Processor Configuration

A common process configuration plays a pivotal role in overseeing the entire ingest process, encompassing various aspects to ensure efficiency and reliability. This configuration includes parameters for managing a pool of workers, which allows for parallelization of the ingest process to maximize throughput. Additionally, it addresses the storage and retrieval of intermediate results, supporting caching strategies that enable replayability in case of errors or interruptions. By configuring worker pools, the process can efficiently handle multiple tasks concurrently, enhancing performance. Furthermore, saving intermediate results allows for the resumption of the process from a known state, reducing data loss and ensuring robustness in the face of unexpected errors or system failures. This comprehensive configuration promotes an organized and resilient approach to data ingestion, improving overall system reliability and efficiency.

Configs

  • reprocess (default False): If set to true, will ignore all content that may have been cached and rerun each step.

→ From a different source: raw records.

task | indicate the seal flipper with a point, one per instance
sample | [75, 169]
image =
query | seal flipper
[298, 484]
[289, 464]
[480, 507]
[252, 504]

  • verbose (default False): Boolean flag to set if debug logging should be included in the output or not.

  • work_dir: The file path for where intermediate results should be saved. If one is not set, a default will be used relative to the users’ home location.

  • output_dir: Where the final results will be located when the process is finished. This will be regardless of if a destination is configured.

  • num_processes: For every step that can use a pool of workers to increase throughput, how many workers to configure in the pool.

  • raise_on_error (default False): By default, for any single document that might fail in the process, will cause the error to be logged but allow for all other documents to proceed in the process. If this flag is set, will cause the entire process to fail and raise the error if any one document fails.